I wish I could read japanese!


Used to subscribe to Nostalgic Hero/Hachimaru Hero and got it delivered from Japan to Canada. Really good stuff there!

MPistol HVBullets

I still miss the early Brian Scotto days of 0-60 magazine -still missing just a few issues in my collection


Meanwhile in America I'm still mourning the loss of Mini Truckin' and EuroTuner :(


Sure, the younger generation seems to be less interested in cars than ever before...

I can assure you right now that there's still quite a few of us young ones who are crazy about cars (myself included.) ;)


Me too mate, but the Japanese youth are undeniably less interest in cars than they heyday of the 70's and 80's.


"CAR" "Intersection" "Grand Prix Internantional" the holy trinty of car mags everything else is for kids


Tsite is my MUST Visit place everytime i'm in Japan. In fact, i always book my accommodation to be close to Daikanyama/Ebisu for that very reason. Need a place to drop off all them magazines after each visit! When you live overseas and have gotten used to paying double (or more) sticker price on those magazines, everything seems like a bargain when in Japan! Even 2000yen magazines! (Imagine having to pay close to 4000yens for them)

You should do a post on the bargain vintage used car magazines that can be found at Nakano Broadway too! It's a treasure trove! Condition aren't mint but good enough for casual collectors like me.

Hope you don't mind me sharing my last T-site visit too. How i wish i can go back asap!


Nakano is a treasure trove but I found things were pretty highly priced, good to see there's some decent value mags. I'll take a look for those next time. Thanks for sharing!


I grabbed the GTV Car Graphic. 500Yen.


Yes...G Works & 80's Hero !! (Not many bookstores like this in Canada anymore).


Maybe not as cool or obscure as the other publications mentioned, but I really enjoy getting my Road and Track issue every month. For 20 CAD$ a year, it's a steal.


I picked up a R&T when I was in LA last month. The actual magazine looks (and is) cheap - but the quality of content inside is really, really high. The in-depth McLaren F1 feature really blew me away.


Nice write up. Used to subscribe to or buy literally dozens of different titles a month, now... none. Same with glossy coffee table books on cars and bikes. One thing that I've noticed, as good as online content is, very little of it has the same depth as a well written printed article.


When I was visiting a friend while living in Japan we went to a Nissan dealership. They had this cool poster of a GTR hanging on the wall. It was about 4ft x 3ft, so pretty huge. I asked the manager whom I was speaking with if I could purchase a copy and he said "one moment". I thought he was getting me a copy but he grabbed a knife, cut the thing down, and handed it to me for free. I carried that roll through the air port and now have it framed on my wall. Ive searched for a copy forever and it turns out its the same picture shown above on the magazine back of the gold city skyline with the guy standing next to his silver GTR.

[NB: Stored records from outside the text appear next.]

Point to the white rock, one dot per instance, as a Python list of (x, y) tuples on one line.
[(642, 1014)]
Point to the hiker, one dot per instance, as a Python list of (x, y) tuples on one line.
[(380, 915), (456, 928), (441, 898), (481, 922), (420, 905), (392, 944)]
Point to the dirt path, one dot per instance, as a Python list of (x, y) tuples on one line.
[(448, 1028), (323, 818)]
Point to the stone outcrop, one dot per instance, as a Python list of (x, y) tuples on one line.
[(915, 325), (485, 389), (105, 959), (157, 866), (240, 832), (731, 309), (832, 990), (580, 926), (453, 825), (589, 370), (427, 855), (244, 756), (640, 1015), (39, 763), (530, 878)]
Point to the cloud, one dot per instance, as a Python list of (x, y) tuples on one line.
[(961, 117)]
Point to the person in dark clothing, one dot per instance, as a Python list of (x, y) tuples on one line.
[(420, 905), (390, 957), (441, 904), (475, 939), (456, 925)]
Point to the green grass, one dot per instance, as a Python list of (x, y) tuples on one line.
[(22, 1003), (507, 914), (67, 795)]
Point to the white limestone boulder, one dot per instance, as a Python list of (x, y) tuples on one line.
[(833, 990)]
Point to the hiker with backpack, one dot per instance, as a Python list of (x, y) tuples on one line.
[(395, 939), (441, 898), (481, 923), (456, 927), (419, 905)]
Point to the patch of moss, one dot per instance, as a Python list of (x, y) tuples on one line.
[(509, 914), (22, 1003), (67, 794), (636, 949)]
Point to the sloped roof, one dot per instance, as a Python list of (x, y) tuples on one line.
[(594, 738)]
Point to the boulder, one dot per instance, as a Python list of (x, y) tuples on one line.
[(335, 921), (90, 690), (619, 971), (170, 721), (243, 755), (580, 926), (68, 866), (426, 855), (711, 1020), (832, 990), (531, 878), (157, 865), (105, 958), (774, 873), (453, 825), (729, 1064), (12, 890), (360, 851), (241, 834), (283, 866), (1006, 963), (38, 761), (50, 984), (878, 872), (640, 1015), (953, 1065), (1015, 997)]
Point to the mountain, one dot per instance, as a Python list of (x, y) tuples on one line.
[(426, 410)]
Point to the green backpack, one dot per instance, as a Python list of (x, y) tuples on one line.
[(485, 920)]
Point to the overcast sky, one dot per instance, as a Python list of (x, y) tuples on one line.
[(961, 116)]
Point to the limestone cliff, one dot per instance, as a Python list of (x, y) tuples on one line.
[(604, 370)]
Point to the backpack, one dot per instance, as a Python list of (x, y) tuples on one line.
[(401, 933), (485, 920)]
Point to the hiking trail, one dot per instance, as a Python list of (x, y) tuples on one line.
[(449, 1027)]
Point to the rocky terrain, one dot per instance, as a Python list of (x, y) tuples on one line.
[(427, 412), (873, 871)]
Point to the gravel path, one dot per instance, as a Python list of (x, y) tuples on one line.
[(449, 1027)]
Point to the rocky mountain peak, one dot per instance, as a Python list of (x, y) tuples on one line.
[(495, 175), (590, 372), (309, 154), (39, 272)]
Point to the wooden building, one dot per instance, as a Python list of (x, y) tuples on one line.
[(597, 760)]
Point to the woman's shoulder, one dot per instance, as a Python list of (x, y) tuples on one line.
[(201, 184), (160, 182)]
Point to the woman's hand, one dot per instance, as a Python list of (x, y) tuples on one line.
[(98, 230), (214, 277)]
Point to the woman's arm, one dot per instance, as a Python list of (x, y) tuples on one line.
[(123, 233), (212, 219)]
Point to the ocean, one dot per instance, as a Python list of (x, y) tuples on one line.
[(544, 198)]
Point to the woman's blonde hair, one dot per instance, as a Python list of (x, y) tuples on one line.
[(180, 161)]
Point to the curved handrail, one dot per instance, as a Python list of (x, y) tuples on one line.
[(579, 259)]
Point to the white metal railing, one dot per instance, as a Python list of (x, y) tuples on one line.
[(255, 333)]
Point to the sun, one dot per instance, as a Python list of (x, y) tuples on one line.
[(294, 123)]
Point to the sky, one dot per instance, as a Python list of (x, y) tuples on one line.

DSport is hands down the best mag in the states.


That's an awesome story, and the perfect souvenir to remember it by!


I use to buy Japanese car magazines in London and Paris but they were always wrapped in clear film. Making difficult to know exactly what you were buying. Is that not the case in Japan?

Also can you give us the address of the T-site shop please?


They are very rarely wrapped (unless you're in a university district, they hate the students clogging up the stores haha). The address is:
150-003317-5 Sarugakucho, Shibuya-ku, Tokyo

Christopher Rodriguez

No one has mentioned Sport Compact Car? I have numerous old issues, i loved that mag. I still have where they tested Paul Walker's R34 around the 2Fast 2Furious days and they broke it lol.


I remember when I found out Sport Compact Car Magazine would be folding. I felt like a longtime friend had died. They were really the first magazine I remember seeing as an impressionable youth that put performance and function over form, style, and the story. I continue to follow Mike Kojima's no-nonsense engineering first pieces over at, but its just not the same without the glossy magazine in my hands as I hurry back to read it after retrieving it from the mailbox.


Performance VW magazine. Definitely grew my love for stripped to the shell race-style VWs. And VWMotorsports shifters!